Another functional stem cell compartment is the so-called side population (SP). These SP cells are primarily defined by their capability of efficient Hoechst 33342 dye efflux and especially by the way in which fluorescence emission of Hoechst is recorded. In normal BM a population of CD34+CD38- cells was found in the SP [119,120]. In AML, it has been demonstrated that the SP compartment contains a heterogeneous population of cells, containing HSCs, LSCs, LSC progenitors and early lymphocytes . AML SP cells have shown to be able to initiate acute leukemia in NOD/SCID mice [122,123]. All these immunophenotypic and functional findings are important for gaining insight in the process of leukemogenesis and especially for the development of new therapies aiming at eradication of LSCs.
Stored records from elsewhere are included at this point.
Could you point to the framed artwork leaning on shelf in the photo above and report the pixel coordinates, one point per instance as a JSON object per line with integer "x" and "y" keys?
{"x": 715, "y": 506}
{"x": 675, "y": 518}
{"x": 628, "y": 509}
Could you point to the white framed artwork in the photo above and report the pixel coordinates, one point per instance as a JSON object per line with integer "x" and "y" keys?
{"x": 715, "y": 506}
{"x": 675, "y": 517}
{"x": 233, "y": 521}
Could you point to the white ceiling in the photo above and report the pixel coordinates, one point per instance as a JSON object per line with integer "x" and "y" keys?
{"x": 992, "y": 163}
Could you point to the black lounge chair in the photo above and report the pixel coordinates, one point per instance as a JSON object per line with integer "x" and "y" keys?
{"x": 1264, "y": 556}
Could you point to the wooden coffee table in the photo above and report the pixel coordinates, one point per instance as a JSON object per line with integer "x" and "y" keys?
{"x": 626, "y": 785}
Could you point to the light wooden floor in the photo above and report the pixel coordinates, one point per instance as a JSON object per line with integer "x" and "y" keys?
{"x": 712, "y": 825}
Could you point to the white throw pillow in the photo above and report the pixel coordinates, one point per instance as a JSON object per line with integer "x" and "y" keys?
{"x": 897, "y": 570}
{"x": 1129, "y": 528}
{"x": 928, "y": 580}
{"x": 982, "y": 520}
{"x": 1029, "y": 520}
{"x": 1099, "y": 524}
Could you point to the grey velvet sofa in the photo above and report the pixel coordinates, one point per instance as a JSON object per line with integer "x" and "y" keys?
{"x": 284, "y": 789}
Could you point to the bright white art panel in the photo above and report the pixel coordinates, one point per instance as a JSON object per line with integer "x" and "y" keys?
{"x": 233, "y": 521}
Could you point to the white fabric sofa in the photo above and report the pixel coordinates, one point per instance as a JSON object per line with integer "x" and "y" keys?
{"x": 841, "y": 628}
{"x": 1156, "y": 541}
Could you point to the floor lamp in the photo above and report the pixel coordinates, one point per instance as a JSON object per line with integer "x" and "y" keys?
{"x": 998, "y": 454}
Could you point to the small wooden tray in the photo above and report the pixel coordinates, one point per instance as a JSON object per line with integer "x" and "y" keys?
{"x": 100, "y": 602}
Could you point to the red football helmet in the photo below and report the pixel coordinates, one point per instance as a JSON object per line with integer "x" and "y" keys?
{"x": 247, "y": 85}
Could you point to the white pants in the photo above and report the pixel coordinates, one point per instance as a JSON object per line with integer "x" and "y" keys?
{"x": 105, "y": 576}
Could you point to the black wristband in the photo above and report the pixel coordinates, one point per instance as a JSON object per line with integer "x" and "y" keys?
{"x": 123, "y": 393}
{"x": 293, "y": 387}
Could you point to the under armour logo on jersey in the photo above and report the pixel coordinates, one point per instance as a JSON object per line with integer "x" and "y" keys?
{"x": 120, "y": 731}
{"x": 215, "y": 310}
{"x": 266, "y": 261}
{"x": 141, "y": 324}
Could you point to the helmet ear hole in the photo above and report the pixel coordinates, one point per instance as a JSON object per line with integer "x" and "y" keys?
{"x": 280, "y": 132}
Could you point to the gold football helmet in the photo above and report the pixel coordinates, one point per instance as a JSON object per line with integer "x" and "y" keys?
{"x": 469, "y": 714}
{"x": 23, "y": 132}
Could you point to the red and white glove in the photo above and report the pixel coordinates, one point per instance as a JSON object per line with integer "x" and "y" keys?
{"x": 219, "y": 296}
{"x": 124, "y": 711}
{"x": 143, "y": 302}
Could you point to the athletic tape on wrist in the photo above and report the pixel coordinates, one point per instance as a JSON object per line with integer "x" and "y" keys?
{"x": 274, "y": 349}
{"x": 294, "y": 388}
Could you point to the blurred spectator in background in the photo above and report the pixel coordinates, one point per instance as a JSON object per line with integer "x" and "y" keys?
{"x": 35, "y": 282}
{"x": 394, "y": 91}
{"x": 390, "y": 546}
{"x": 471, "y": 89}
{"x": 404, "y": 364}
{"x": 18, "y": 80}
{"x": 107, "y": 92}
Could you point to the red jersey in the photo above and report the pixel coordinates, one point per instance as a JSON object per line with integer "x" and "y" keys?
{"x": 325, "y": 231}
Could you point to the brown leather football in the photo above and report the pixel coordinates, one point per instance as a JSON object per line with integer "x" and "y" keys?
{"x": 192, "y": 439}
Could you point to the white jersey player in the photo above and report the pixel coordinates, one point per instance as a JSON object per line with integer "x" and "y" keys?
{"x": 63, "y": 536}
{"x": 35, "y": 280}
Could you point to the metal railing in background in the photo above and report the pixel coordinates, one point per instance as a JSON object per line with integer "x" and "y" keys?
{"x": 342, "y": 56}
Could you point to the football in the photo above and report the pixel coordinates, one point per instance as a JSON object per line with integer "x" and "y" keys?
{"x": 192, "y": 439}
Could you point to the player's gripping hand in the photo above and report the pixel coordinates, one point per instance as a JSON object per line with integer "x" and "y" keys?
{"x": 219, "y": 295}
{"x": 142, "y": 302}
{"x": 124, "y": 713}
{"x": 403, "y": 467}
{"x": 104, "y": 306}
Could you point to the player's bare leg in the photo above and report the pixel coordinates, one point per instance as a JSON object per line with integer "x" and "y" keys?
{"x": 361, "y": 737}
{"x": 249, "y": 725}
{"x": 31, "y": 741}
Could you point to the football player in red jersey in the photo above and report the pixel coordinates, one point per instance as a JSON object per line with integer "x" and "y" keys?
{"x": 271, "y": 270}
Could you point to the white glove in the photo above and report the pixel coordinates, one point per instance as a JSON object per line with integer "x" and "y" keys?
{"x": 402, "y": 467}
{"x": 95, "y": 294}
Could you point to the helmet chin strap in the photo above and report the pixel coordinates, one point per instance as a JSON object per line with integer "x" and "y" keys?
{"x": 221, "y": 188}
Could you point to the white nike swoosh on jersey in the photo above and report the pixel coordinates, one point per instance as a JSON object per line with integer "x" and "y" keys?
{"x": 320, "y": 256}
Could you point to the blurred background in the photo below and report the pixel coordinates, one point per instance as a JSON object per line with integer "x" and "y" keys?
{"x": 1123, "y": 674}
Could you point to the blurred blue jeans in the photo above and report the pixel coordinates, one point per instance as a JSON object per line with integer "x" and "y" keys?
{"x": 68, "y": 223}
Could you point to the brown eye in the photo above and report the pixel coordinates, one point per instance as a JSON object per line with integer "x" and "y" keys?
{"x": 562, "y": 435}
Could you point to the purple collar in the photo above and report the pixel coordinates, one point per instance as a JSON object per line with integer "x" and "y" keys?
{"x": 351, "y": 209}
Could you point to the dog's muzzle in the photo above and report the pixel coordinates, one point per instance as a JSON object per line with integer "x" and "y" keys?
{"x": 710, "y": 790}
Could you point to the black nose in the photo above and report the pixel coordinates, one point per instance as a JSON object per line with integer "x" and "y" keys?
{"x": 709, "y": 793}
Besides the ability of LSCs to initiate and sustain the initial AML, there is increasing evidence pointing towards the importance of LSCs in the occurrence of MRD and the emergence of a relapse. LSCs are thought to be more resistant to standard chemotherapy compared to the total population of malignant blast cells and therefore these LSCs are able to escape apoptosis. Other essential LSC features are their acquired capacity for self-renewal and proliferation. Such properties allow LSCs to survive chemotherapy treatment, to divide and to grow out and cause a relapse (Figure 1). Consequently, identification and characterization of LSCs is fundamental to gain insight in the mechanisms that underlie relapse and how to evade relapse.
3.2. Identification of leukemic stem cells
Since the assumed role of LSC in the emergence of an AML relapse, identification of these probably most malignant cells becomes imperative. The hypothesis would thus be that quantitation of LSCs in AML patients would give important information about treatment response and risk of relapse. Similar to MRD identified by flow cytometry, LSCs in BM can be identified using cell surface antigen expression. As mentioned before, LSCs can reside in different immunophenotypic compartments, but, as argued before, the CD34+CD38- defined LSCs may be most malignant/resistant [84,104]. Since both HSCs and LSCs reside within this compartment, discrimination between CD34+CD38- HSCs and LSCs is challenging. Immunophenotypic LSC detection is often possible making use of the fact that the lineage marker combinations used for MRD detection, are frequently aberrantly expressed on CD34+CD38- cells too . These lineage markers include CD2, CD7, CD11b, CD13, CD15, CD19, CD22 CD33, CD56 and HLA-DR. Combinations of lineage markers could also be used, like CD33+CD13- and CD15+HLA-DR-. Besides these lineage markers, a growing number of other markers is now available to discriminate between LSCs and HSCs. These include CLL-1 CD25, CD32, CD33, CD44, CD47, CD96, CD123 and TIM-3 (Figure 3). An overview of LSC markers is given in Table 3.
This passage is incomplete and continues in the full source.